Now I have to eat my words, my hat and humble pie. Spin Control is excellent.
Arkady is defecting from the Syndicate. He goes to Israel, ostensibly looking for Absalom, an Israeli agent, double agent, traitor, what-have-you. In return for information about an undescribed infection, a possible bioweapon, a possible antidote to a UN-spliced virus: he wants help from the Mossad – or really, assistance from anyone – to rescue his friend, colleague, lover, Arkasha. Arkasha is begin held for “renorming”, since he is too non-conforming for the Syndicates’ taste. (This part of the plot: what Arkady was offering, was a bit of a mess, but all spy novels are a bit of a mess at some point.)
Arkady is an excellent channel for the reader to see Earth as it will be in Moriarty’s 2350. As a Syndicate clone, he comes from a carefully, minutely regimented society that does not work according to human political or ideological paths, or even along human biological-emotional-social paradigms. He is a mermecologist, interested in ants, and not really very good negotiating the complicated political, agencied web the Syndicate usually protects him from.
Israel doesn’t want Arkady: so they hold an auction. The Americans, the Palestinians, the Artificial Life Emancipation Front come to hear Arkady’s story, and perhaps put in a bid for him and his information. This is where Li and Cohen come in: Cohen is a collection of sentient AIs channeled through one major, dominating persona, while Li is his partner, and an ex-veteren, the Butcher of Gilead. After an entire novel through Li’s point of view, Arkady’s horrified perspective of Li as a monster is interesting, and makes for a consistently broken presentation of what is really going on.
Cohen comes as a rep for ALEF, of which he is one of the foremost and oldest members. He also comes as an Israeli-by-nomination, and is entangled through patriotism and personal affection with some major players in the Mossad, and some major diplomatic disasters too. Meanwhile, he and Li are having trouble. There’s no way to put this nicely: Cohen is a dumb boyfriend, and Li has ISSUES. Their complicated, mundane difficulties are lightened by the interjections of router-decomposer, an AI who works for Cohen. router-decomposer is smart, quirky, quippy and sensible all at once – and a refreshing change from every other character.
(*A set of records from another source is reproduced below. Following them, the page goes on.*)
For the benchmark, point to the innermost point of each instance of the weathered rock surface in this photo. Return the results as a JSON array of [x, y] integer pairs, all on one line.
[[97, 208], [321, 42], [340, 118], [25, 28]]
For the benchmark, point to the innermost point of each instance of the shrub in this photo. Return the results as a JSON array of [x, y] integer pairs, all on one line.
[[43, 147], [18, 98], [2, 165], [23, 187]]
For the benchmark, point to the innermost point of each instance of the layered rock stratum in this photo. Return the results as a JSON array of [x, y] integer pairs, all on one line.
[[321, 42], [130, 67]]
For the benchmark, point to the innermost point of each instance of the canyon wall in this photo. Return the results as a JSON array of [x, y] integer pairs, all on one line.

No one – the Syndicate lines, the Palestinians, the American reps, the Israelis, Cohen&Li, Arkady – trusts anyone else, but since Spin Control is filtered through several different points of view, we are at least spared Li’s bewildered, practical, exhausting paranoia. (We are also spared Li’s former physical frailties, since she is recovered from her old injuries.What we get instead is Cohen’s physical frailties – Cohen filters himselves through a human “shunt”, and he’s overloading his current body. We are continually shown Cohen’s vulnerabilities, his delicate balancing acts to simply run himself in his AI spaces, and present himself in the more fleshly realms. (Cohen’s routines/systems are ant-based, which makes him an interesting parallel to Arkady, who is in mortal danger for most of the novel’s present.)
In between the narrative chaos of action in Israel we see flashbacks to Novalis, where we see Syndicate scientists attempt to study the previously terraformed planet, figure out what happened to the previous team (and who that team was), and try to get along with each other. It’s interesting to see the ways in which the clones are individuals and clone-personae, at one and the same time. Syndicate politics play out according to clone lines, with a few outliers making compromise very difficult. Novalis is a whole new realm of terraforming technonobabble weirdness that should not be, the scientists are falling sick, and tensions rise beyond breaking point.
As the bidders, the agencies, the sellers, the innocents machinate around each other, the Israel-Palestinian war is being strategised by sentient AIs who do not know they ar fighting a real war, that real people are dying. Their soldiers are young adults, wired for AI shunts. Arkady’s evolutionary mutation, bioweapon, what-have-you, just ups the stakes on a planet rich in water and poor in children.
Spin Control’s compelling protagonists balance out its mostly incomprehensible plotlines – you’re continually pulled into empathetic understanding of several nations’ viewpoints while simultaneously having no fucking clue what is going on – until somewhere near the end, where everything dovetails rather too tidily.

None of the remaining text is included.